Robust Network Targeting with Multiple Nash Equilibria

TL;DR

This paper develops a robust method for designing treatment policies in large strategic games with multiple equilibria, ensuring welfare maximization despite equilibrium uncertainties.

Contribution

It introduces a novel approach that remains agnostic to equilibrium selection mechanisms and provides a closed-form boundary for equilibrium outcomes.

Findings

The method effectively handles multiple equilibria in large-scale games.

It guarantees welfare performance with a derived regret bound.

Application to a microfinance dataset demonstrates practical utility.

Abstract

Many policy problems involve designing individualized treatment allocation rules to maximize the equilibrium social welfare of interacting agents.

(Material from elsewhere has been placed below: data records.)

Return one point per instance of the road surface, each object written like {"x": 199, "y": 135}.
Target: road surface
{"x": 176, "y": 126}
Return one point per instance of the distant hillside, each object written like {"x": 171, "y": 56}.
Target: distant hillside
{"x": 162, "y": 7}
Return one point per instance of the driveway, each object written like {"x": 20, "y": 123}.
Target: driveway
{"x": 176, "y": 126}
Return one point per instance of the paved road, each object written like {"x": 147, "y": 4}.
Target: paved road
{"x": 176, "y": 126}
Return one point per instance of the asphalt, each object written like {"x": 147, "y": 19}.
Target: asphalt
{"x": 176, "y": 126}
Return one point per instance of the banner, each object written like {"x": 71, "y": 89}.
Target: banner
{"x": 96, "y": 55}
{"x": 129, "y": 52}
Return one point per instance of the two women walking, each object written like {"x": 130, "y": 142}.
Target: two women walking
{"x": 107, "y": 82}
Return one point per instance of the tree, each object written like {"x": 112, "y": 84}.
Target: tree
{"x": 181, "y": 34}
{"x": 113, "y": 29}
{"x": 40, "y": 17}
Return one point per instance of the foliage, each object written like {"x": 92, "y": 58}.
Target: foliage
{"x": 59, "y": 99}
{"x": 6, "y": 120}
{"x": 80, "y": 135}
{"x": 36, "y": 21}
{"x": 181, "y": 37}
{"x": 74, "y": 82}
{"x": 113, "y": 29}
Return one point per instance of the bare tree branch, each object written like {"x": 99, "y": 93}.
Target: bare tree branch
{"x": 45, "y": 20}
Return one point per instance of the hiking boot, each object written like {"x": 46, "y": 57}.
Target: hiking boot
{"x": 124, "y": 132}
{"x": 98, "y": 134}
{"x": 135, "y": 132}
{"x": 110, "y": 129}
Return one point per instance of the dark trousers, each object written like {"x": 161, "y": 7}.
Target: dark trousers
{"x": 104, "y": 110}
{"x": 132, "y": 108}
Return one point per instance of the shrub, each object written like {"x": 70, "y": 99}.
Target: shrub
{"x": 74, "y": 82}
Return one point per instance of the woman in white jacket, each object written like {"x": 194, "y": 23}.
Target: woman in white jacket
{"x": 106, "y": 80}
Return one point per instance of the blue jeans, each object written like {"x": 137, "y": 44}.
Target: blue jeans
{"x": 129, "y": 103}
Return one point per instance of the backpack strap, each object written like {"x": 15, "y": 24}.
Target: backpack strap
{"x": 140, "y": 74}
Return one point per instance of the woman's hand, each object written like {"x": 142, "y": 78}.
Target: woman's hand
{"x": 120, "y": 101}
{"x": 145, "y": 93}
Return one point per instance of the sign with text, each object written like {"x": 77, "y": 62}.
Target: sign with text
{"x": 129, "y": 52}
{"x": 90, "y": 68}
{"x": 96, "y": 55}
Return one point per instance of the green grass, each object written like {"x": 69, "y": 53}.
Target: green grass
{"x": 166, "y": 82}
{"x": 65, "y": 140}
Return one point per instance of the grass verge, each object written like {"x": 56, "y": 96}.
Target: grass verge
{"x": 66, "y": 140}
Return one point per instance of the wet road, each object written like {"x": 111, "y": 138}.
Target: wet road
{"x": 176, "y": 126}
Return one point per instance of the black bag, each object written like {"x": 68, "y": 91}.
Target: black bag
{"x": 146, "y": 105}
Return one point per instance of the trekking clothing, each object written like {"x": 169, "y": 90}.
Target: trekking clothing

Focusing on large-scale simultaneous decision games with strategic complementarities, we develop a method to estimate an optimal treatment allocation rule that is robust to the presence of multiple equilibria. Our approach remains agnostic about changes in the equilibrium selection mechanism under counterfactual policies, and we provide a closed-form expression for the boundary of the set-identified equilibrium outcomes. To address the incompleteness that arises when an equilibrium selection mechanism is not specified, we use the maximin welfare criterion to select a policy, and implement this policy using a greedy algorithm. We establish a performance guarantee for our method by deriving a welfare regret bound, which accounts for sampling uncertainty and the use of the greedy algorithm. We demonstrate our method with an application to the microfinance dataset of Banerjee et al. (2013).